With social media playing such a big part in our lives, could we be sacrificing our mental health and well-being as well as our time? What does the evidence actually suggest?
Since social media is relatively new to us, conclusive findings are limited. The research that does exist mainly relies on self-reporting, which can often be flawed, and the majority of studies focus on Facebook. That said, this is a fast-growing area of research, and clues are beginning to emerge. BBC Future reviewed the findings of some of the science so far:
People use social media to vent about everything from customer service to politics, but the downside to this is that our feeds often resemble an endless stream of stress. In 2015, researchers at the Pew Research Center based in Washington DC sought to find out if social media induces more stress than it relieves.
In the survey of 1,800 people, women reported being more stressed than men. Twitter was found to be a “significant contributor” because it increased their awareness of other people’s stress.
But Twitter also acted as a coping mechanism – and the more women used it, the less stressed they were. The same effect wasn’t found for men, whom the researchers said had a more distant relationship with social media. Overall, the researchers concluded that social media use was linked to “modestly lower levels” of stress.
In 2014, researchers in Austria found that participants reported lower moods after using Facebook for 20 minutes compared to those who just browsed the internet. The study suggested that people felt that way because they saw it as a waste of time.

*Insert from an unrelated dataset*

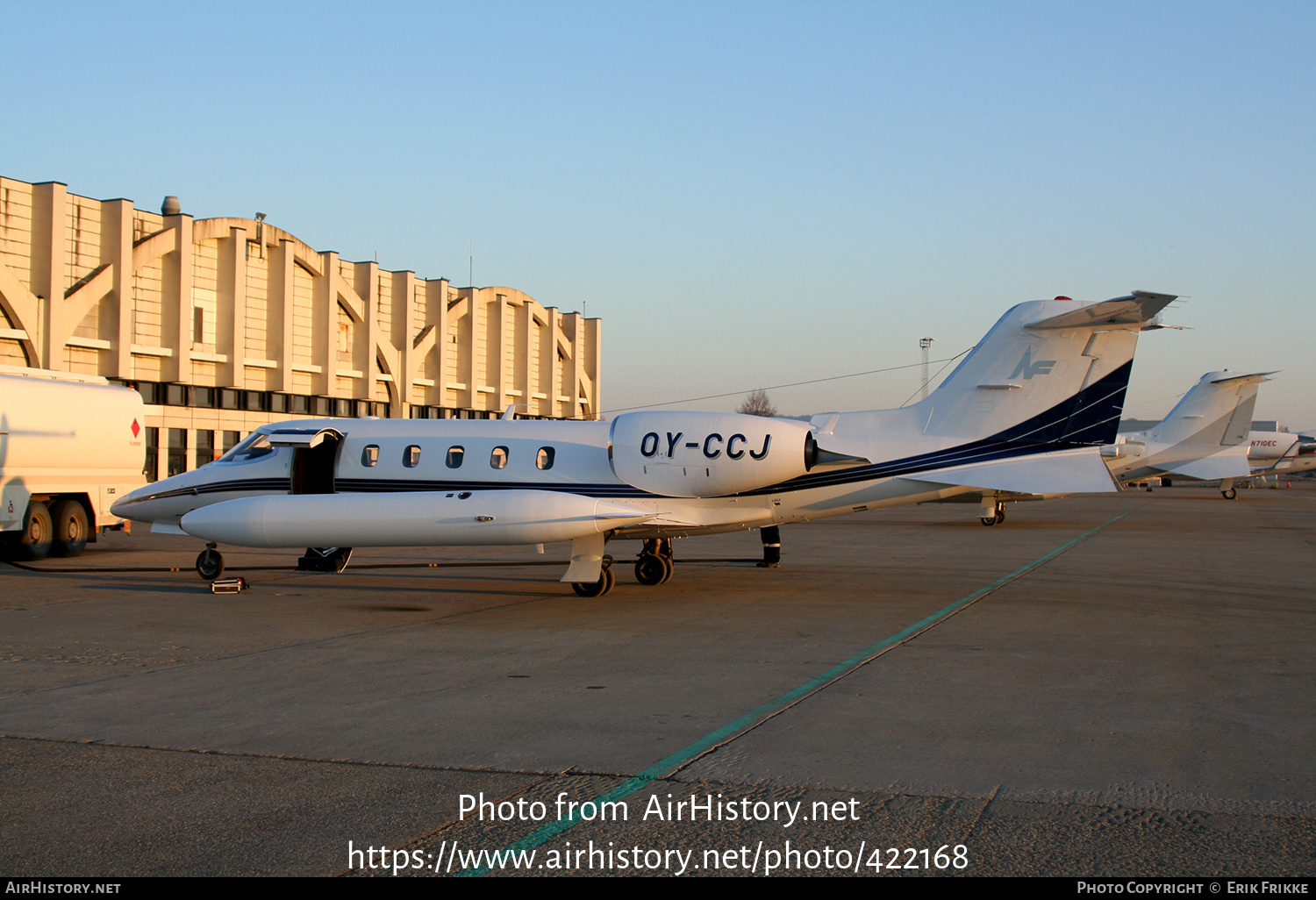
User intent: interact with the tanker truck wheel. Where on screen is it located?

A good or bad mood may also spread between people on social media, according to researchers from the University of California, who assessed the emotional content of over a billion status updates from more than 100 million Facebook users between 2009 and 2012.

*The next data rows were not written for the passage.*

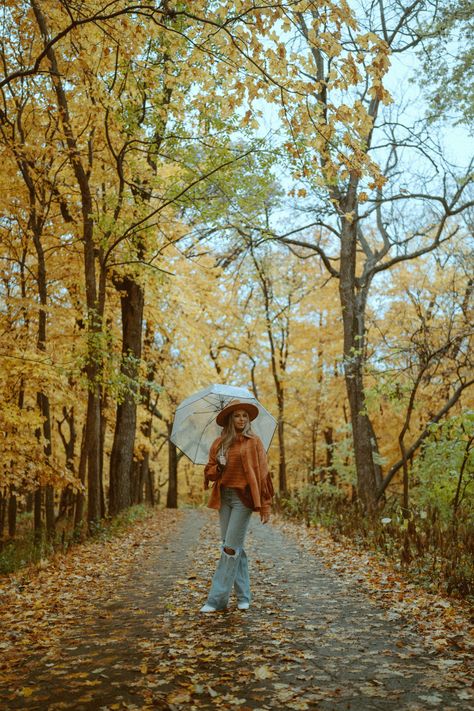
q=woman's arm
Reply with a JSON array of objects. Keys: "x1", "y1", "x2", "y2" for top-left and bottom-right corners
[
  {"x1": 204, "y1": 440, "x2": 222, "y2": 489},
  {"x1": 257, "y1": 438, "x2": 275, "y2": 523}
]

Bad weather increased the number of negative posts by 1%, and the researchers found that one negative post by someone in a rainy city influenced another 1.3 negative posts by friends living in dry cities. The better news is that happy posts had a stronger influence; each one inspired 1.75 more happy posts. Whether a happy post translates to a genuine boost in mood, however, remains unclear.

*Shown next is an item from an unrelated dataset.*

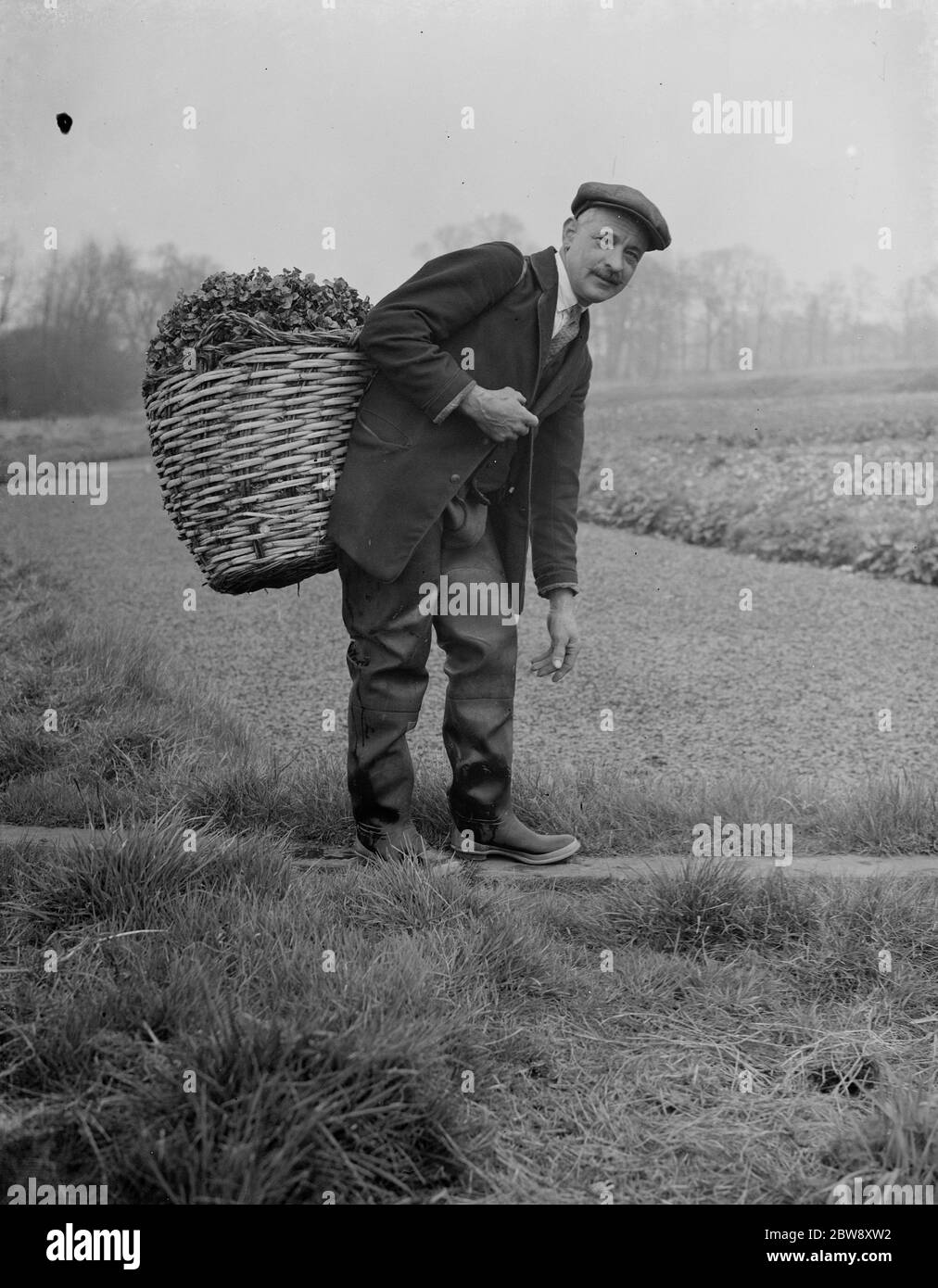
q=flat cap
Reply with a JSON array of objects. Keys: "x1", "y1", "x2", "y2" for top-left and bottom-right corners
[{"x1": 569, "y1": 183, "x2": 671, "y2": 250}]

Researchers have looked at general anxiety provoked by social media, characterized by feelings of restlessness and worry, and trouble sleeping and concentrating. A study published in the journal Computers and Human Behaviour found that people who report using seven or more social media platforms were more than three times as likely as people using 0-2 platforms to have high levels of general anxiety symptoms.
That said, it’s unclear if and how social media causes anxiety. Researchers from Babes-Bolyai University in Romania reviewed existing research on the relationship between social anxiety and social networking in 2016 and said the results were mixed. They concluded that more research needs to be done.